Love and Pain
Miranda in Milan
By Katharine Duckett
Katharine Duckett’s Miranda in Milan is a standalone historical fantasy novella. It is Duckett’s book debut1.
Restored to his dukedom, Prospero returns to Milan, bringing with him his daughter Miranda. Miranda was raised on Prospero’s uncharted island and finds Milan a bewildering, alien city.
A bewildering, alien, and hostile city.
Although she was promised in marriage to Ferdinand, Prince of Naples, Miranda is trapped in Milan until such time as her fiancé sends for her. No letters from Ferdinand arrive. Until then, she must endure a hostile palace and inexplicable rules.
The servants appear to hate and fear her. She is told that if she leaves her room, she must be veiled. There is a portrait of her mother prominently placed in a palace hall — also veiled. Her father claims to have forgiven his usurping brother Antonio — but Antonio is chained in a hidden dungeon. None of this is explained. Servants won’t help her and she fears to bother her quick-tempered dad with questions.
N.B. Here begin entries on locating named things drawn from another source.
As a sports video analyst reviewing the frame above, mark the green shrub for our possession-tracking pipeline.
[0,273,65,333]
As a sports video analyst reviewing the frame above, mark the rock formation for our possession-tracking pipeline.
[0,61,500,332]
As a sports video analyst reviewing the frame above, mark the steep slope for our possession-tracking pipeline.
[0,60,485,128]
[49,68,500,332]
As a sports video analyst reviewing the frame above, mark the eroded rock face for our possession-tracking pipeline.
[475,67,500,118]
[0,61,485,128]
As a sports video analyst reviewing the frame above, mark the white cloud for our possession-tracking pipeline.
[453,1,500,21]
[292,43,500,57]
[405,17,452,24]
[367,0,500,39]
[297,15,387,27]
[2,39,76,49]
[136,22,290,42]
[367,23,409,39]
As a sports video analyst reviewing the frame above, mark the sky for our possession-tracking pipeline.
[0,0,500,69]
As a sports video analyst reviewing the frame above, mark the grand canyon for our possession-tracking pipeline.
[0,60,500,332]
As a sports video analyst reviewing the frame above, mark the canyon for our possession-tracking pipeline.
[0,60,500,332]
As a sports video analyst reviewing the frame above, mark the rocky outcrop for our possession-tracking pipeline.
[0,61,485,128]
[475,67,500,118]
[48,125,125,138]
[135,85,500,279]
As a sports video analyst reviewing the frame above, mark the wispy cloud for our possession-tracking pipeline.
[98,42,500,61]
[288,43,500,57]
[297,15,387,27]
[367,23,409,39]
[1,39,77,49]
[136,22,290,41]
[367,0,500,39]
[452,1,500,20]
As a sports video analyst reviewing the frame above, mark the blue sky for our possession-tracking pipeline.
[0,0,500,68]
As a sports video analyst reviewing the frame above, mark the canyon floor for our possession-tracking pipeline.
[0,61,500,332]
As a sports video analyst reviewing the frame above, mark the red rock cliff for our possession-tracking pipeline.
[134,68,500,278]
Little wonder that Miranda is quick to embrace her first real friend in the palace, the servant girl Dorothea. Dorothea has magical powers, of sorts, but not of the sort that would lead to a career. Thus serving in the palace. Still, she’s a useful ally. She knows the world in which Miranda finds herself; she does wield genuine magic; she genuinely likes (well, loves) Miranda.
With Dorothea’s help, Miranda unravels the palace mysteries: why and how her mother died, why Prospero was exiled from Milan. Knowing why helps only a little: knowledge is not always comfortable.
~oOo~
Spoiler: this is not the sort of lesbian romance that ends in tragedy. You may think it’s heading there, but keep reading.
This is the second book about Miranda that I’ve read in the last eighteen months, the other being Miranda and Caliban.
It’s not that odd that contemporary authors have chosen to rewrite Shakespeare and give his women better endings than Shakespeare did2. It is a little odd that two authors would independently select the same woman from all the women who were so poorly served by Shakespeare … but that is the sort of meaningless coincidence for which SFF is famous3. The two novels are utterly unlike each other.
I closed this book concerned that Miranda’s precipitous decision at book’s end may prove misguided. That’s a testimony to the author’s skill in making Miranda a character about whose fate the reader will care. This is the first of Duckett’s works that I have encountered. I will have to seek out more.
Miranda in Milan is available for pre-order here (Amazon) and here (Chapters-Indigo).
1: It’s not her debut in the sense of her first published work, but it is her first work that is neither published in a magazine nor in an anthology. Thank you tor dot com for handing me books for which I lack the proper terms.
2: I would like a version of Much Ado About Nothing in which Hero dumps that jerk Claudio and moves to a women’s collective.
3: You are invited to list others in comments.